The N‐terminal, extracellular domain has a putative signal sequence that is most likely cleaved after Ser32 (Von Heijne, 1983), and is further characterized by a tandem array of three leucine‐rich motifs (amino acids 158–228; all amino acid positions refer to the Ltrk sequence, unless otherwise stated) flanked by two cysteine clusters (amino acids 121–157 and 229–282), a specific combination of sequence motifs that is found exclusively in vertebrate Trk receptors. Interestingly, two immunoglobulin‐like domains that are found further downstream in the extracellular domains of all Trk receptors are lacking in Ltrk. In the corresponding region, Ltrk has some sequence identity with the C‐terminal half of the second immunoglobulin domain of TrkC (FNGQV), and the sequence immediately downstream of it (GQANQT) (Figure 2E), suggesting the previous existence of at least one immunoglobulin‐like domain at some earlier time during evolution. Another unique feature of the Ltrk extracellular domain is that the predicted translation product from the first in‐frame ATG in favourable Kozak consensus (Kozak, 1987) has an N‐terminal extension of ∼100 amino acids, when compared with other Trk sequences (Figure 2A). This 89 kDa product is the major one obtained in in vitro transcription/translation from an Ltrk plasmid (Figure 2F), demonstrating that the Met1 codon can be efficiently recognized by ribosomes as a translation initiation site. However, a minor product corresponding to a shorter protein (78 kDa) was also detected (Figure 2F), suggesting that Met105 can also be used to translate a protein that lacks the N‐terminal extension.

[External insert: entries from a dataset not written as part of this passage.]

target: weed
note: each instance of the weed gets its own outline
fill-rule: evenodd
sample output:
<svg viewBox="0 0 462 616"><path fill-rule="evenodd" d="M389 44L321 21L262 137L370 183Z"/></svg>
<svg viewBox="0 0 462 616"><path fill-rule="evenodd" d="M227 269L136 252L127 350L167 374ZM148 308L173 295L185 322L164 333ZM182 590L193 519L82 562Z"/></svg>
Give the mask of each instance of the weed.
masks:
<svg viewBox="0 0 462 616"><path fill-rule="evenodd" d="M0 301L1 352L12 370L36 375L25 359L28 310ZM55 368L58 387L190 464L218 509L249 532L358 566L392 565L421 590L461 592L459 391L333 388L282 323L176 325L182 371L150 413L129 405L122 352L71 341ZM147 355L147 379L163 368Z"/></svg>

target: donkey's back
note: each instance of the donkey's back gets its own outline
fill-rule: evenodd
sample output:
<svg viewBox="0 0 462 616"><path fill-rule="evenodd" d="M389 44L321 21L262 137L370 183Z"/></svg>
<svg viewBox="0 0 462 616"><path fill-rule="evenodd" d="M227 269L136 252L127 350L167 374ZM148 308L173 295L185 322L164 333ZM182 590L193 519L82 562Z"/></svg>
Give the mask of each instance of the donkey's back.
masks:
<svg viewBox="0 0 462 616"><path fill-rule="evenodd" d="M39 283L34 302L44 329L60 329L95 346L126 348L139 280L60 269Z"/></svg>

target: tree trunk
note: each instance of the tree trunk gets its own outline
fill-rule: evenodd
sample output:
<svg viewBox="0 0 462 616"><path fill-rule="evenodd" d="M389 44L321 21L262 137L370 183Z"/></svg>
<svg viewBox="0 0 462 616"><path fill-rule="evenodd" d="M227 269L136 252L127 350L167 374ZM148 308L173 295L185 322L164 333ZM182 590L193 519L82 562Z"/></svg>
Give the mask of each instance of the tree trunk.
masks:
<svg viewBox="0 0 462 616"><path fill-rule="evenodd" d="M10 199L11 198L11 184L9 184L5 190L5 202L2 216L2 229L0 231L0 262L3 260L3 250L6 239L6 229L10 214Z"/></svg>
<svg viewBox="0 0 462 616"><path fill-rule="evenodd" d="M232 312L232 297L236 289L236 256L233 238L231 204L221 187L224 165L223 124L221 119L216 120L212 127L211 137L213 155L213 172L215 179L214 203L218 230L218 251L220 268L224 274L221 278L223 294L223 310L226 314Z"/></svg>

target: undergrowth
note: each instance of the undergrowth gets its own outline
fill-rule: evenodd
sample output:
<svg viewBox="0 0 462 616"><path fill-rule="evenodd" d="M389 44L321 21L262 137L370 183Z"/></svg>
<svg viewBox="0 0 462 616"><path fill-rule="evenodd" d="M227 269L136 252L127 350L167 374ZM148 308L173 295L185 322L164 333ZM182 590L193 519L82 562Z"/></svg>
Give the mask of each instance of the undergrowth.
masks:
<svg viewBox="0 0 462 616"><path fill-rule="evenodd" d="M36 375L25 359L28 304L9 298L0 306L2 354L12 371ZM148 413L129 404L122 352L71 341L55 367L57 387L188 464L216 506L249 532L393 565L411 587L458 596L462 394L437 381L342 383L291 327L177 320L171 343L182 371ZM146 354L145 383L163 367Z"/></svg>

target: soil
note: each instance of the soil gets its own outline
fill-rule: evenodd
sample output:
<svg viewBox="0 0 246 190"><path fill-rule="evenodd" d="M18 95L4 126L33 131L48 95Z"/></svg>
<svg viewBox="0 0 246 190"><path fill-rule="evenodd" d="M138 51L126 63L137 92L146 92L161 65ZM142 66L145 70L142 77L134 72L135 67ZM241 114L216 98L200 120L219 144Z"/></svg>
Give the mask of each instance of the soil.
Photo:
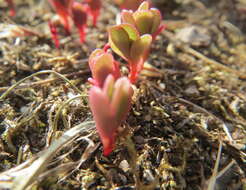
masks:
<svg viewBox="0 0 246 190"><path fill-rule="evenodd" d="M246 2L153 5L166 30L152 45L114 151L103 156L93 125L35 170L51 142L93 120L87 60L107 43L107 28L120 10L103 1L97 27L89 21L83 44L75 28L66 36L59 27L57 49L48 28L55 13L46 1L16 1L15 17L0 1L0 95L28 77L0 99L0 189L18 189L20 179L40 190L246 189ZM18 27L28 36L13 37ZM125 62L115 58L127 74ZM54 72L31 76L44 70L62 74L75 87Z"/></svg>

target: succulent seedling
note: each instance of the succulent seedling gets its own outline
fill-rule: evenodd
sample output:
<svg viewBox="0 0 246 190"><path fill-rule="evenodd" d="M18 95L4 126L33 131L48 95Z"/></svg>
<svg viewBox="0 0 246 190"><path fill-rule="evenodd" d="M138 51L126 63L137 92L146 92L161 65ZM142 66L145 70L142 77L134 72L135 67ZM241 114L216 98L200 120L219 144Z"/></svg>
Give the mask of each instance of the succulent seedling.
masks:
<svg viewBox="0 0 246 190"><path fill-rule="evenodd" d="M101 88L108 75L113 75L114 79L120 77L119 63L110 53L106 53L102 49L96 49L91 53L89 67L93 78L89 78L88 81Z"/></svg>
<svg viewBox="0 0 246 190"><path fill-rule="evenodd" d="M134 25L140 35L151 34L153 40L164 29L164 25L161 25L160 11L156 8L150 8L148 1L144 1L135 12L123 10L121 19L123 23Z"/></svg>
<svg viewBox="0 0 246 190"><path fill-rule="evenodd" d="M70 34L70 10L73 0L49 0L51 6L55 9L67 34Z"/></svg>
<svg viewBox="0 0 246 190"><path fill-rule="evenodd" d="M151 35L140 35L137 29L128 23L113 26L109 28L108 33L110 47L128 62L129 79L131 83L135 83L148 57Z"/></svg>
<svg viewBox="0 0 246 190"><path fill-rule="evenodd" d="M72 19L74 25L79 31L80 42L85 41L85 29L87 26L87 11L88 6L79 2L73 2L72 4Z"/></svg>
<svg viewBox="0 0 246 190"><path fill-rule="evenodd" d="M115 81L108 75L103 88L93 86L90 89L89 105L105 156L114 149L117 129L129 112L132 95L133 89L126 77Z"/></svg>
<svg viewBox="0 0 246 190"><path fill-rule="evenodd" d="M86 0L85 2L89 6L89 14L92 16L93 26L96 26L102 8L102 2L101 0Z"/></svg>
<svg viewBox="0 0 246 190"><path fill-rule="evenodd" d="M120 6L120 9L135 11L144 0L114 0L114 1L117 5Z"/></svg>

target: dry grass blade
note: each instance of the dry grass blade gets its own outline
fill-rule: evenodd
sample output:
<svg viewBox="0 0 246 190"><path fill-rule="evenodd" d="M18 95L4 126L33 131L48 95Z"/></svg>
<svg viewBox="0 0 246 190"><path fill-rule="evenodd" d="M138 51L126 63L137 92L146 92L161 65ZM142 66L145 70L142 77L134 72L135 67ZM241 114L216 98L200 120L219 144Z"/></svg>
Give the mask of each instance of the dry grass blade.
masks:
<svg viewBox="0 0 246 190"><path fill-rule="evenodd" d="M32 78L32 77L35 77L35 76L37 76L37 75L40 75L40 74L48 74L48 73L52 73L52 74L56 75L57 77L63 79L63 80L66 81L68 84L70 84L71 87L72 87L75 91L77 91L79 94L82 94L82 92L81 92L76 86L74 86L73 83L71 83L70 80L68 80L68 79L67 79L65 76L63 76L62 74L57 73L57 72L52 71L52 70L44 70L44 71L39 71L39 72L37 72L37 73L34 73L34 74L32 74L32 75L30 75L30 76L28 76L28 77L26 77L26 78L21 79L20 81L18 81L16 84L14 84L13 86L11 86L6 92L4 92L4 93L2 94L2 96L0 96L0 101L3 100L4 98L6 98L6 96L8 96L8 94L9 94L12 90L14 90L18 85L20 85L21 83L25 82L26 80L28 80L28 79L30 79L30 78Z"/></svg>
<svg viewBox="0 0 246 190"><path fill-rule="evenodd" d="M31 159L31 161L27 161L20 170L15 171L16 175L14 175L14 179L12 181L9 180L8 183L0 184L1 188L11 188L13 190L24 190L30 184L32 184L36 178L45 171L45 168L49 161L52 159L54 154L59 151L64 145L67 145L73 139L78 137L82 132L89 131L94 128L94 122L88 121L81 123L72 129L65 132L59 139L54 141L51 146L44 150L42 154L39 154L40 157L35 161ZM31 163L31 164L30 164ZM30 164L30 165L29 165ZM19 167L19 166L17 166ZM12 169L13 170L13 169ZM0 181L4 181L4 179L9 178L9 176L13 176L13 171L6 171L0 174ZM12 181L12 183L11 183Z"/></svg>

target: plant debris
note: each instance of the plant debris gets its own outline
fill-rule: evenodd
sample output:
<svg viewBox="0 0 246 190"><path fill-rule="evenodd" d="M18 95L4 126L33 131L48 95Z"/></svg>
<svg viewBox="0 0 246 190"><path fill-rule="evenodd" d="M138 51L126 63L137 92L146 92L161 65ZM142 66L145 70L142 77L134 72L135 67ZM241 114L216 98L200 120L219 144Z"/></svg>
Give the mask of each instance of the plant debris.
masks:
<svg viewBox="0 0 246 190"><path fill-rule="evenodd" d="M104 157L88 106L88 57L103 48L119 8L102 1L83 44L58 27L56 48L46 1L17 0L14 17L0 1L0 189L246 188L245 1L153 4L166 30ZM192 26L195 39L175 38Z"/></svg>

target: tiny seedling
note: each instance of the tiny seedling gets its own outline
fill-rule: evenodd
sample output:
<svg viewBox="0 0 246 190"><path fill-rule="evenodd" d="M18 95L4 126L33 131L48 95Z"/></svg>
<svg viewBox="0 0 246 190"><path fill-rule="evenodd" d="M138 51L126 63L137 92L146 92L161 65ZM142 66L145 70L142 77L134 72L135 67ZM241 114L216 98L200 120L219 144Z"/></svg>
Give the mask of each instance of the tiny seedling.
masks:
<svg viewBox="0 0 246 190"><path fill-rule="evenodd" d="M135 12L123 10L121 19L123 23L135 26L140 35L151 34L153 40L164 29L164 25L161 25L160 11L156 8L150 8L147 1L144 1Z"/></svg>
<svg viewBox="0 0 246 190"><path fill-rule="evenodd" d="M114 60L110 53L102 49L94 50L89 57L89 67L92 77L88 81L102 87L108 75L112 74L115 79L120 77L119 63Z"/></svg>
<svg viewBox="0 0 246 190"><path fill-rule="evenodd" d="M90 89L89 105L105 156L114 149L117 129L129 112L132 95L133 89L126 77L115 81L112 75L108 75L103 88L93 86Z"/></svg>
<svg viewBox="0 0 246 190"><path fill-rule="evenodd" d="M138 30L128 23L113 26L109 28L108 33L110 47L128 62L129 79L131 83L135 83L148 57L152 36L140 35Z"/></svg>

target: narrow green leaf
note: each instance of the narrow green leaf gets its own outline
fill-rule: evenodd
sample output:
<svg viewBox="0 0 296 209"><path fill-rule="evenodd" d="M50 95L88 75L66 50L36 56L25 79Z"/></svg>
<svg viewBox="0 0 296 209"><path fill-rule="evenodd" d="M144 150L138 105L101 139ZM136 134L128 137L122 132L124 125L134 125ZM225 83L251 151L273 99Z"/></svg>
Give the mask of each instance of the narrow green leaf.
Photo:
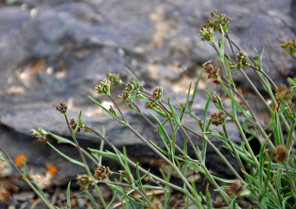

The cytoplasmic domain encompasses the TK domain of the receptor and contains a typical autophosphorylation site (DVYTTDYYR; amino acids 271–279) that characterizes most RTKs. Autophosphorylation of the second Tyr residue within this sequence (Tyr277) initiates intracellular signalling of mammalian Trk receptors. The cytoplasmic domain of Ltrk contains several amino acids and sequence motifs that are found in Trk receptors only. For example, Thr650, Trp691, Leu770 and Met772 are unique to Trk receptors, and replaced with Ala, Tyr, Pro and Phe, respectively, in most other RTKs. Also the sequences HGPDA (amino acids 599–603) and YIDIIA (amino acids 789–794; YLDILG in most Trk receptors) are Trk receptor‐specific. None of the above amino acids or sequence motifs are found at corresponding positions in non‐Trk RTKs, including Dtrk (Pulido et al., 1992), Dror (Wilson et al., 1993) and Dnrk (Oishi et al., 1997), with the exception of Thr650 in Dtrk and Dnrk, and Trp691 in Dnrk.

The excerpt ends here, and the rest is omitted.